Dasarnya baru tiba dari pondok tadi pagi, Kak Aqil terlihat konyol dengan ruang tamu yang disulap jadi gudang buku. Buku-buku dari tingkat tujuh sampai sembilan kuborong ke ruang tamu semua. Aku bosan menulis di kamar.

“Banyak amat, tugas apa iseng nih?” Kak Aqil mendekat, duduk di kursi samping. Aku lesehan di lantai menghadap meja dan seabrek buku.

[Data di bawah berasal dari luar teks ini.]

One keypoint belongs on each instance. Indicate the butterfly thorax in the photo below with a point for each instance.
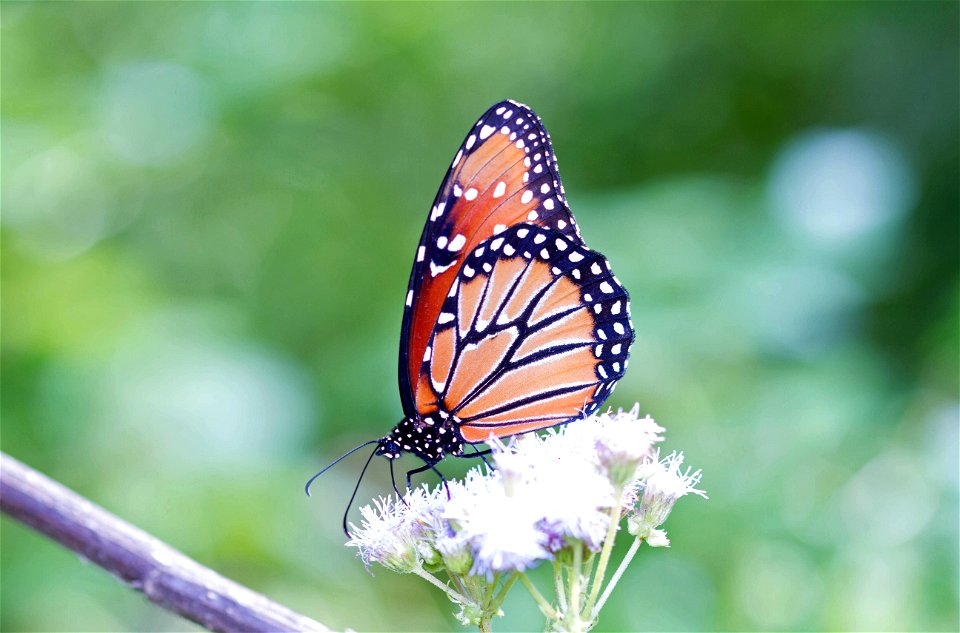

“Itu yang matematika tugas. Hukuman buat yang tidak ikut ke Bali.” aku menunjuk ke sebuah buku bersampul merah yang telah kuberi daftar isi. “Yang ini, iseng. Biar lain kali nggak ngrasain baca buku seabrek gini. Tinggal baca ringkasan, beres!”

“Hehe, tapi makan dulu!” Kak Aqil menonjok halus kepalaku, aku terhuyung ke kiri.”Kata Umi, adik belum makan dari tadi pagi! Maagmu, Diik!”

“Uaah, tinggal dikit ni bab reproduksinya! Bentar lg dzuhur, trus tidur!”

“Lha makannya? Punya adik kok kelewat rajin gini. Teman-temannya asyik wisata, ni anak asyik sama buku sampe lupa makan!”

“Baru sehari di rumah crewetnya amit-amit, woi. Untung kakak mondok, jika tidak, habislah daku kau bantai! Haha.”

Kami tertawa cekikikan, aku menghentikan kegiatan sejenak. Melintas dalam otakku, sedang apakah gerangan teman-teman di Bali? Bermain-main dengan ombak di Pantai Kuta, memilah-milih kaos di Jangkrik atau Joger, menikmati koleksi flora di Bothanic Eka Karya Garden, ataukah tengah menikmati pemandangan di sepanjang jalan?

“Lho, koleksimu nggak nambah, Dik?” suara Kak Aqil mengusik telingaku, matanya tertuju pada rak buku di pojok rumah.

“Nggak, uang tabunganku buat beli pen segini sama hvs satu rim!” ujarku sembari memamerkan pencil tic satu pak.

***

Kak tau, tapi apa selesai jk hny menangis?

Pesan Kak Aqil kembali membuyarkan lamunanku. Aku terdiam, kata-kata yang pernah disampaikan Kak Aqil dua tahun silam. Kak, tak semudah itu melepas bukuku.

Adik, biarlah buku hilang, tapi tlg, smangatmu jngn hilang!

Aku mendesah. Ini hampir maghrib, harusnya Kak Aqil menyiapkan ta’jil di masjid pondok.

InsyaALLAH, doakan. Kakak siap-siap buka. Adk sendiri d rmh, Umi Abah k rmh Mbah.

Jeduar. Dorr. Dorr. Syuttt. Preketekketekk!

Aku keluar kamar hendak menutup pintu. Kupu-kupu kertas kembali berhamburan di jalanan, ilmu-ilmu yang ada di dalamnya seakan meronta kepadaku. Entah sampai kapan hati ini membuka luka kembali saat kupu-kupu kertas berhamburan menunggu rebah ke tanah. Sampai tak ada petasan di muka bumi ini. Mungkin.